The second issue seems to confirm that direction for Arcudi’s Superman strip; unfortunately, a Batman appearance in the strip features the Dark Knight characterized as a dismissive prick, and I had hoped we were beyond that. Batman’s own strip jumps forward to after the presumed murder of the kidnapped investment banker of the first installment, an interesting tactic that makes one wonder if Azzarello is planning to upend the sequential format with a discontinuous narrative. Baker’s Hawkman, Gibbons’ Kamandi, and Pope’s Strange Adventures continue to utilize the format to their advantage, with lively, taut episodes that race their stories forward. Baker’s Hawkman reads like a rebutal to a 9/11-baiting issue of Garth Ennis’ The Boys, and Gibbons manages to both sketch the major facets of Kamandi’s world while providing the kind of tense ambush-and-escape predicament that’s universal in classic adventure serials. Karl Kerschl and Brendan Fletcher’s The Flash continues to make effective use of its two-strip setup, with a Flash/Iris West divide and some clever art distinctions – the Iris West strip looks noticeably like classic soap opera/romance serials, while the blocky speed lines following The Flash in his strip are convincingly tactile, in opposition to the elusiveness with which he’s typically portrayed. What’s most exciting to see here, beyond even the strength of these titles, is the breadth of different treatments within this book. As an accessible guide to many of DC’s strongest properties, the book effectively conveys how stylistically and tonally diverse these properties can be. It does more to reinforce the notion of the DC Universe as a unique and wondrous entity than any company-wide crossover has ever managed.

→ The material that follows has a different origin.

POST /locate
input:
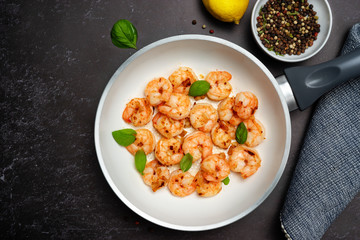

Unfortunately, it’s preaching to the choir. We know how great these characters and concepts are. That’s why we’re spending $3.99 an issue for a high-quality version of the funny pages. But this experiment’s long-term effect will be negligible if this book doesn’t make it into the hands of casual readers, and by adhering to the high price point and direct market distribution that remains status quo for the American comics industry, this book seems fated to be a fondly reviewed fanboy emblem. Wednesday Comics deserves better than that. It deserves to be in newstands, in mass market bookstores, in convenience stores and coffee shops. It deserves a dollar cover price, and it deserves a wide, mainstream audience. Printing the Superman strip in USA Today’s online comics section is a great step, as is that website’s promotion of, but comic shops simply aren’t everywhere. They aren’t even all that common. A quick search of my own area on the aforementioned site reveals only two comic book shops anywhere near, and both are over twenty miles from my town – how is a kid interested in Superman supposed to find these comics under those conditions?

Ultimately, I do think the book is a great read. It’s charming, varied, and accessible, and it stands as a viable format in which to publish comics. And I hope that its twelve-week run isn’t going to be the end of Wednesday Comics, but rather the starting point for DC’s consideration of different book styles and distribution methods. We’ve got enough derivative product designed to appeal to the existing fanbase. Something that feels as genuinely exciting as this book belongs in the hands of people who haven’t had the chance to experience DC at its best.